I.V.G.

Si l’I.V.G. (interruption volontaire de grossesse) a libéré la femme, l’I.V.G. (interruption volontaire de gras donc de gastronomie) l’a aliénée.

Parlons tout d’abord libération grâce à cette loi. Une femme n’est plus l’esclave de son ventre, elle n’est plus juste bonne qu’à faire la cuisine, le ménage et la vaisselle.
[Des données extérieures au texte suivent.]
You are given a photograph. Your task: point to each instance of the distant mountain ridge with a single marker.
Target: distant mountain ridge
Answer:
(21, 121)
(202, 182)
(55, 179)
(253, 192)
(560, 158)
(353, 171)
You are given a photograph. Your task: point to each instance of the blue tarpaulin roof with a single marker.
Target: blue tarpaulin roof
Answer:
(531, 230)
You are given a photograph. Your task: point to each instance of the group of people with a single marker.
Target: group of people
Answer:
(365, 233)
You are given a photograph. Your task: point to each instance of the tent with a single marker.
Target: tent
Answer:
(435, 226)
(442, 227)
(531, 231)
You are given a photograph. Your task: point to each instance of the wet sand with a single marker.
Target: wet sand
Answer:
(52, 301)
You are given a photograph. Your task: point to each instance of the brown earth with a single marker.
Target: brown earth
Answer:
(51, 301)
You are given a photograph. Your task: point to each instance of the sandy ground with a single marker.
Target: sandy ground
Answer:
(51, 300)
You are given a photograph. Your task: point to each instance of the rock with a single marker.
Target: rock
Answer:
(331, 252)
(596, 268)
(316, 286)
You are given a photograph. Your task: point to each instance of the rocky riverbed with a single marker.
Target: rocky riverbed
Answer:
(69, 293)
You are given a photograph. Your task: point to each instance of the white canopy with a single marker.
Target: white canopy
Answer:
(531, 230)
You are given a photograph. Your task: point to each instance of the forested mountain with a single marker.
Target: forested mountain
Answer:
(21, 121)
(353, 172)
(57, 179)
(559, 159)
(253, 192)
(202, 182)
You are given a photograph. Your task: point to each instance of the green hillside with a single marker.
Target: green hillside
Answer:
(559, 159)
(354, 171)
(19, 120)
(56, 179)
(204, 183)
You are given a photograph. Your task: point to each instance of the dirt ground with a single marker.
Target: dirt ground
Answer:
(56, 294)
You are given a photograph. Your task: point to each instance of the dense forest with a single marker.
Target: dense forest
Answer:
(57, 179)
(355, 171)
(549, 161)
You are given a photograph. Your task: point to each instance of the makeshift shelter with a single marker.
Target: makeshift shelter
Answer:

Elle n’est plus une « pute » si elle trompe son mari mais une femme libérée qui mange pour son plaisir, fait l’amour quand elle en a envie et adhère parfois à la célèbre association Ni putes, ni soumises.

Elle n’a plus besoin d’être une féministemilitante, L’I.V.G. l’a émancipée

MIl n’est pas étonnant que l’extrême-droite soit contre.

Et son slogan : « Laissez-les vivre », est une absurdité.

Le fœtus n’est qu’un potentiel de vie, une matière en gestation et en aucun cas un être vivant.

Parlons à présent de ce qui aliène la femme : l’interruption volontaire de gras, de gastronomie.

C’est une croisade rétrograde qui arrange les industriels de l’agroalimentaire et de la grande distribution, c’est de la pub marketing et du conditionnement.

Cela donne les mannequins anorexiques et nos enfants les imitent.

Ceux de la pub ont compris qu’en conditionnant madame, en lui faisant croire que son image n’est positive que si sa silhouette est svelte, que le look à la Renoir ou à la Rubens était à remiser dans un passé décadent, allant jusqu’à pousser le paradoxe en prônant la taille de guêpe, les jambes filiformes tout en vantant la silicone pour gonfler les seins, on oublie l’essentiel et on préconise le dérisoire, le superficiel, et le bidon : voilà bien l’image de la communication actuelle.

Voilà le drame d’une certaine nourriture qui aliène au lieu de libérer.

(Extrait de « Mes Mots gourmands » de Marc de Champérard – Edition PUF)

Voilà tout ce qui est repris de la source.